Дженет присела на край ручейка, на поросший мхом берег. Ночь была приветлива, словно она одобряла побег Дженет в необузданность. Всего лишь раз. На несколько мгновений за семь лет. А потом она снова станет здравомыслящей Дженет.
Она сбросила туфли и чулки, подняла выше колен свое практичное платье, которое ей полагалось носить как прислуге, и вошла в воду. Вода была холодная, несмотря на весну. Быть может, этот холод она несла от самых высоких гор Шотландии. «Не фантазируй, Дженет». Скорее всего это просто степенный маленький английский ручей. Скромный и благопристойный, никогда не выходящий из берегов, никогда не бурлящий. Он не станет пробиваться сквозь торф и пахнуть дымом. Он будет пробираться мимо камней и камешков самым скромным образом.
– Трудно ли следить за своими манерами, ручеек? Ты думаешь, тебе это так же трудно, как и мне? Как мне хотелось бы не быть постоянно вежливой, – тихо сказала она.
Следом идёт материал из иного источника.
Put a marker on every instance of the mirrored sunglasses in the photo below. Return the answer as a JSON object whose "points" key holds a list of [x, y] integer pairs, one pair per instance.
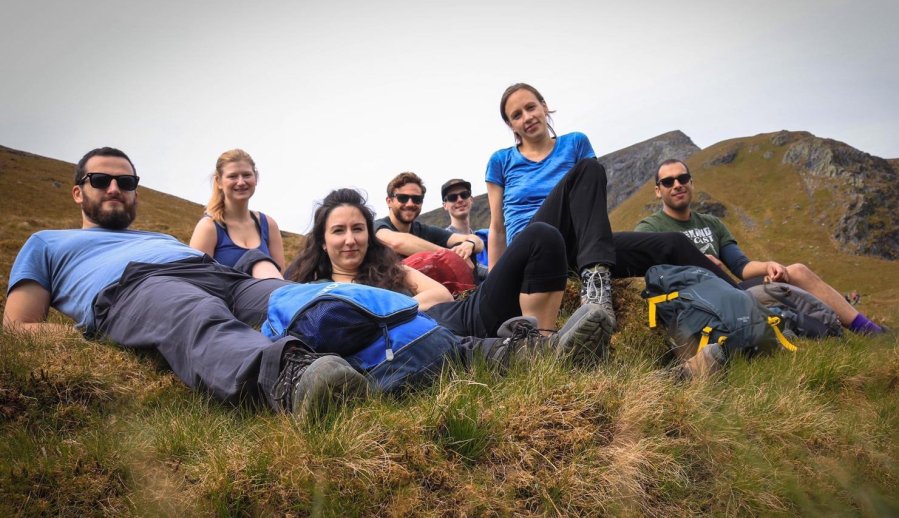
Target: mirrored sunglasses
{"points": [[456, 195], [404, 198], [126, 182], [668, 183]]}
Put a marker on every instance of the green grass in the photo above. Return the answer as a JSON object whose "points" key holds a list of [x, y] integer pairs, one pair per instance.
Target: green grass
{"points": [[89, 428]]}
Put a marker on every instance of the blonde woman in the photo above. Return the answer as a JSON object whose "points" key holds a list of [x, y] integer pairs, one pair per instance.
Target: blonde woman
{"points": [[229, 229]]}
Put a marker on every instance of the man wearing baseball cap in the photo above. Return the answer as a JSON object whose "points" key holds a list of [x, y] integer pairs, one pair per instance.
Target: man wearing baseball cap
{"points": [[458, 202]]}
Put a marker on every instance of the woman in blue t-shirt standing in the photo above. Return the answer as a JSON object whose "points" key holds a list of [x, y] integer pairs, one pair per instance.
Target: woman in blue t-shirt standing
{"points": [[229, 229], [558, 180]]}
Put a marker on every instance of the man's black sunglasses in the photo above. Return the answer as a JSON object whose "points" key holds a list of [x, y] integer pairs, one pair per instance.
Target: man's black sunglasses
{"points": [[404, 198], [126, 182], [456, 195], [668, 183]]}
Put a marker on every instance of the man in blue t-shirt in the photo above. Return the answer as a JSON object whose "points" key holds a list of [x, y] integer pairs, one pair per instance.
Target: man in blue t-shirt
{"points": [[148, 290]]}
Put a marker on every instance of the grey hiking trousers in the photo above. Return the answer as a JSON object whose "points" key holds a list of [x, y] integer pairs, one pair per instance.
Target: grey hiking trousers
{"points": [[199, 315]]}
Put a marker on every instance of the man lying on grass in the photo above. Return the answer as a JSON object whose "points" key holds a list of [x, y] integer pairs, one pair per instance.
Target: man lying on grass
{"points": [[146, 290]]}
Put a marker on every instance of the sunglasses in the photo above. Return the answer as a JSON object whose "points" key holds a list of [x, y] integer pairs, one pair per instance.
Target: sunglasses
{"points": [[126, 182], [404, 198], [456, 195], [668, 183]]}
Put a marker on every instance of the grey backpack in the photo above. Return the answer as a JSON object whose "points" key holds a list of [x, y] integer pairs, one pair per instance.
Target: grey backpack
{"points": [[803, 313], [697, 308]]}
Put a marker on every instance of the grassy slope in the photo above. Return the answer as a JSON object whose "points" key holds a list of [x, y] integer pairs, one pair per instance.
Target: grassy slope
{"points": [[88, 428], [770, 221]]}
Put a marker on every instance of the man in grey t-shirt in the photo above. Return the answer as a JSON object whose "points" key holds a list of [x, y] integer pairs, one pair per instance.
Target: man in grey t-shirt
{"points": [[674, 187]]}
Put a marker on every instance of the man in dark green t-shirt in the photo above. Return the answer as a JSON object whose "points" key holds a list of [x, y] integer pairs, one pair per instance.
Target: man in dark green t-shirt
{"points": [[674, 186]]}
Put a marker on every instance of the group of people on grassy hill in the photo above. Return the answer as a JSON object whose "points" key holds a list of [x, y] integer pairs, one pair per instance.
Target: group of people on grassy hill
{"points": [[199, 305]]}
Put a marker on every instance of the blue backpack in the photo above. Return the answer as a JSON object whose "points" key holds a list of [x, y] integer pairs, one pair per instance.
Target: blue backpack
{"points": [[379, 332]]}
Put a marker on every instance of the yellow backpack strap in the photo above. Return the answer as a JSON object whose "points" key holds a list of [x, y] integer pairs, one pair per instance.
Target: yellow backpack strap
{"points": [[773, 321], [704, 339], [652, 306]]}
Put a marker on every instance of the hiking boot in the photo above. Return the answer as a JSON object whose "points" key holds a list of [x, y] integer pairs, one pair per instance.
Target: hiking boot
{"points": [[508, 328], [309, 380], [703, 364], [596, 288], [587, 333]]}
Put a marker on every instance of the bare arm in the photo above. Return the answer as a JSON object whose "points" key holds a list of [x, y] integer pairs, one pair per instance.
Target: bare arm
{"points": [[275, 243], [774, 271], [462, 238], [428, 292], [497, 236], [405, 243], [26, 310], [204, 237]]}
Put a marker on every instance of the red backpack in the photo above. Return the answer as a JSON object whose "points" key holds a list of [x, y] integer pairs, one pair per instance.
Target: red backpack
{"points": [[445, 267]]}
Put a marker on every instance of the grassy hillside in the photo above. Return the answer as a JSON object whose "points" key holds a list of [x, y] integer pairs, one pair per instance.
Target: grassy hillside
{"points": [[88, 429], [772, 217]]}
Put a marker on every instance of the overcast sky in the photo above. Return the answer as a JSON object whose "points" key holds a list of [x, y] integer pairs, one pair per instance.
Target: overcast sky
{"points": [[350, 93]]}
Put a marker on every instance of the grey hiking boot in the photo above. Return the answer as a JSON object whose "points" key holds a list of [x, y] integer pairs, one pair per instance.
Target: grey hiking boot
{"points": [[310, 380], [596, 288], [703, 364], [509, 327], [587, 333]]}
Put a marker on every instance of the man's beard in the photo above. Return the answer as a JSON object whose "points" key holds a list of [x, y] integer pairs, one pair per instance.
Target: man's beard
{"points": [[112, 219], [399, 214]]}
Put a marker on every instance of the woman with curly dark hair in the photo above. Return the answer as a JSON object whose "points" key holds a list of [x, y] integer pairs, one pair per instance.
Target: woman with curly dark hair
{"points": [[528, 280], [342, 247]]}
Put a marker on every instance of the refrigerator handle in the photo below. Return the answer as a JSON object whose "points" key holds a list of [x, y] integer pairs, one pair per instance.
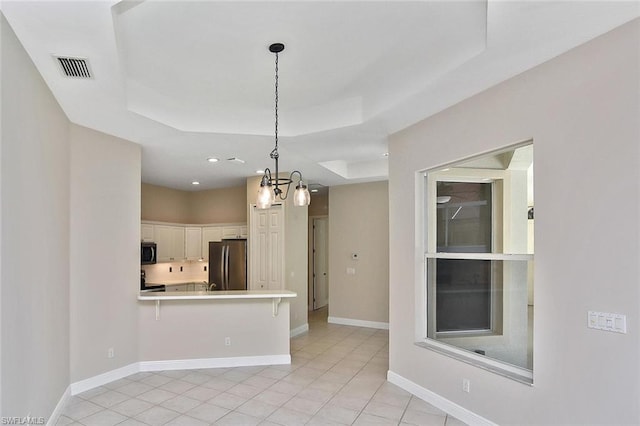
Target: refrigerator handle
{"points": [[222, 268], [226, 268]]}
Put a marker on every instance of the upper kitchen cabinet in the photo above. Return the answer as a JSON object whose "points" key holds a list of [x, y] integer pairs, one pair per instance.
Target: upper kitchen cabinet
{"points": [[193, 243], [170, 242]]}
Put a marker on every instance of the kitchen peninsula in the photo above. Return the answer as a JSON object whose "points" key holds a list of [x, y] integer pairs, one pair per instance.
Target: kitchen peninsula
{"points": [[209, 329]]}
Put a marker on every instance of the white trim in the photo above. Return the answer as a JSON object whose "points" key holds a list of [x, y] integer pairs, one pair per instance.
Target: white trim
{"points": [[57, 412], [191, 364], [299, 330], [180, 364], [438, 401], [104, 378], [358, 323]]}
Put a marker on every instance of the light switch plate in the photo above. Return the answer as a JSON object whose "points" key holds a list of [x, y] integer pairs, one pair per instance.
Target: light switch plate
{"points": [[607, 321]]}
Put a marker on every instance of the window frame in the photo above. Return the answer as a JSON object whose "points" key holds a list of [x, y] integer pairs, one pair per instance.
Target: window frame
{"points": [[425, 243]]}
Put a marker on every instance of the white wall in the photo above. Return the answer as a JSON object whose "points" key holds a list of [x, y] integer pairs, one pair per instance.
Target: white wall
{"points": [[34, 287], [359, 224], [581, 110], [105, 251], [196, 329]]}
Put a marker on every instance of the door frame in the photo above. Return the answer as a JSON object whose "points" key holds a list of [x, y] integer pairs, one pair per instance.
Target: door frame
{"points": [[311, 259]]}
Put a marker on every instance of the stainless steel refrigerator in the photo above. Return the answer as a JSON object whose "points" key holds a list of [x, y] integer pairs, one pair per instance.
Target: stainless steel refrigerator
{"points": [[228, 264]]}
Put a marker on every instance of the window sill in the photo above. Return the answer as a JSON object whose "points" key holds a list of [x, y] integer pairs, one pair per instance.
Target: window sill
{"points": [[509, 371]]}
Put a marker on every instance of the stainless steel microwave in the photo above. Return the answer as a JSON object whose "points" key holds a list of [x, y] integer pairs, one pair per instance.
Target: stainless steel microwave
{"points": [[148, 253]]}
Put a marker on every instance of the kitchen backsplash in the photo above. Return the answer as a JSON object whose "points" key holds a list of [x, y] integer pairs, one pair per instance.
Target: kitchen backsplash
{"points": [[171, 272]]}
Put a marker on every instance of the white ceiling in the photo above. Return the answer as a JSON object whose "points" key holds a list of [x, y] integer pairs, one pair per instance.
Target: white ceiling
{"points": [[192, 80]]}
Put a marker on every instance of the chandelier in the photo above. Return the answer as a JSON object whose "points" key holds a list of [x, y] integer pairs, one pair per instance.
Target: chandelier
{"points": [[271, 187]]}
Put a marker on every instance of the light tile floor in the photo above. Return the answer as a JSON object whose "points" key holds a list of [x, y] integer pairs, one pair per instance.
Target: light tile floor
{"points": [[337, 377]]}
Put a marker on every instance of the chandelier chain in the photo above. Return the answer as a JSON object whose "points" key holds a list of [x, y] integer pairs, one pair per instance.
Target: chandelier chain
{"points": [[276, 149]]}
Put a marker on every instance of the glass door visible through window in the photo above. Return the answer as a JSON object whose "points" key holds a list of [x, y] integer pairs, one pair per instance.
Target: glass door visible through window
{"points": [[478, 294]]}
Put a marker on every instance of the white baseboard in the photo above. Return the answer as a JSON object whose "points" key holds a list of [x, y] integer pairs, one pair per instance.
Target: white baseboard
{"points": [[191, 364], [57, 412], [104, 378], [299, 330], [436, 400], [180, 364], [359, 323]]}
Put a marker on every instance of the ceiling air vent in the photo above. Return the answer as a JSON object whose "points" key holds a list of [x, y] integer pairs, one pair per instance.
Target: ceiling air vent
{"points": [[74, 67]]}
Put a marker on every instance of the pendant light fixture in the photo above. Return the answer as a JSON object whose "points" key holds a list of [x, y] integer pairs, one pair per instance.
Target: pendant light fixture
{"points": [[271, 187]]}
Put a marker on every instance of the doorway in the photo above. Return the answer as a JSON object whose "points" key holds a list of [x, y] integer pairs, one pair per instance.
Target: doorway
{"points": [[320, 278]]}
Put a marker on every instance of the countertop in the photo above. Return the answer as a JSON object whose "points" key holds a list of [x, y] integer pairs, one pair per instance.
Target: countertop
{"points": [[230, 294]]}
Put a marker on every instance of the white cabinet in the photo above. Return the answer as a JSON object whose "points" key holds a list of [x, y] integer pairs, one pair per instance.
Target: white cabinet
{"points": [[146, 232], [193, 242], [170, 243], [177, 243], [210, 233], [267, 248]]}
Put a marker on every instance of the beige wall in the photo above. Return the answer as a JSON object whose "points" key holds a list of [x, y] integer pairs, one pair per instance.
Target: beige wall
{"points": [[296, 242], [581, 110], [319, 204], [34, 286], [164, 204], [225, 205], [359, 223], [105, 248]]}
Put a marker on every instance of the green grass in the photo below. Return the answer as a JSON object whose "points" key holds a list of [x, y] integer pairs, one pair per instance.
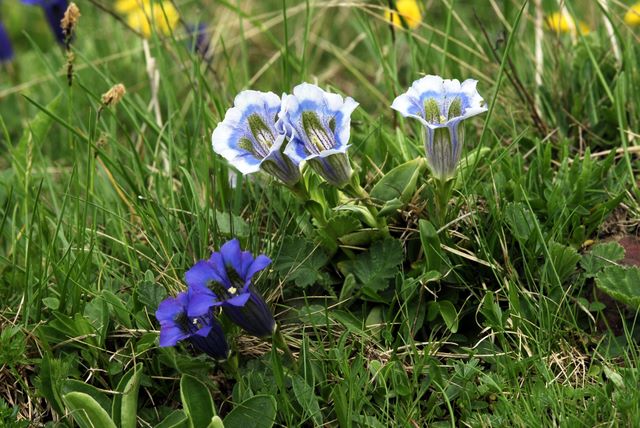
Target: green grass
{"points": [[495, 320]]}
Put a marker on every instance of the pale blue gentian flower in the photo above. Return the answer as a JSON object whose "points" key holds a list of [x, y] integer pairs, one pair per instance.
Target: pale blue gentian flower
{"points": [[441, 105], [318, 125], [249, 140]]}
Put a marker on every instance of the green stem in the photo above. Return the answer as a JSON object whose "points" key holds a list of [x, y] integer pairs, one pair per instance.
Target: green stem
{"points": [[354, 190], [442, 197], [280, 342]]}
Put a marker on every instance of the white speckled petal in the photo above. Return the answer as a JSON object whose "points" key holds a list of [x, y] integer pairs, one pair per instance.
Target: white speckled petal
{"points": [[428, 83]]}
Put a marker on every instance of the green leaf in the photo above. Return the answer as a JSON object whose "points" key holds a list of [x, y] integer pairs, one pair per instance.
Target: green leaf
{"points": [[216, 422], [342, 224], [300, 261], [51, 302], [73, 385], [197, 401], [375, 267], [348, 288], [399, 183], [374, 321], [125, 403], [119, 308], [601, 256], [258, 411], [449, 315], [86, 411], [520, 220], [621, 283], [307, 399], [149, 294], [176, 419], [231, 224], [563, 260]]}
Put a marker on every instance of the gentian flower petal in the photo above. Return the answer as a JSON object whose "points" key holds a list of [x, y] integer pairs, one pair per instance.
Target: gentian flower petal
{"points": [[318, 124], [202, 273], [203, 331], [249, 140], [6, 51], [238, 297], [441, 106]]}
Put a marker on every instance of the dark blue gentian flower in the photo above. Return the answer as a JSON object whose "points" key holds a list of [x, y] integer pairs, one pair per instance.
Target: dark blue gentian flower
{"points": [[6, 51], [54, 12], [225, 280], [204, 331]]}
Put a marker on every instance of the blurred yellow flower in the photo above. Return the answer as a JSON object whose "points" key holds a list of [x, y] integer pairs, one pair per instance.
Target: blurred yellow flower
{"points": [[163, 15], [562, 22], [409, 10], [129, 6], [632, 17]]}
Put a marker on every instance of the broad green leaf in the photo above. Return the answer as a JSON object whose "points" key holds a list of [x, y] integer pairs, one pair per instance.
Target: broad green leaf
{"points": [[400, 182], [562, 262], [258, 411], [621, 283], [520, 220], [342, 224], [125, 403], [449, 315], [176, 419], [51, 302], [86, 411], [307, 399], [374, 321], [197, 401], [601, 256], [216, 422], [348, 288], [375, 267], [73, 385]]}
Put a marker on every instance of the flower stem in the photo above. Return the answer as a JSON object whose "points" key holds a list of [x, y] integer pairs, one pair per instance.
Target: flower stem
{"points": [[314, 208], [280, 342], [442, 196], [355, 190]]}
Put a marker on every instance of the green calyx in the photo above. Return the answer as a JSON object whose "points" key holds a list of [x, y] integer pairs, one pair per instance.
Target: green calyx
{"points": [[315, 131], [432, 111], [455, 108]]}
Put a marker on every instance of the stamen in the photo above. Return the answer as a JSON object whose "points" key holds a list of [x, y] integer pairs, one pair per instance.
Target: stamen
{"points": [[318, 136]]}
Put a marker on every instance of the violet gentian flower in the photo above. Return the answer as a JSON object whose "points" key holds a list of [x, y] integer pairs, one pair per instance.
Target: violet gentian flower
{"points": [[248, 139], [6, 51], [204, 332], [441, 105], [225, 280], [318, 124], [54, 12]]}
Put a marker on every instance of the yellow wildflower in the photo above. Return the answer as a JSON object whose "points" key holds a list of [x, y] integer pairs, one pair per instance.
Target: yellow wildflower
{"points": [[632, 17], [409, 10], [562, 22], [129, 6], [163, 15]]}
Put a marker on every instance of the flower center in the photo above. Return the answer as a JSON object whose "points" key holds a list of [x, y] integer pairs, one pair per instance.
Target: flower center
{"points": [[262, 135], [317, 134], [438, 114]]}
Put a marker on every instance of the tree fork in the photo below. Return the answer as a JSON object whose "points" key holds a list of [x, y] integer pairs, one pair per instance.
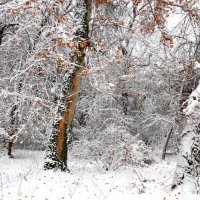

Внезапно из темноты послышался чей-то голос:
– Ты что же, брауни,[1] если разговариваешь с водой?
Она вскинула голову. И увидела всего лишь тень – длинную темную тень рядом с деревом. Сердце гулко забилось. Руки вцепились в юбку, поддерживая ее над водой. «Не стой, Дженет, в такой позе». Она убежала бы при звуках этого голоса.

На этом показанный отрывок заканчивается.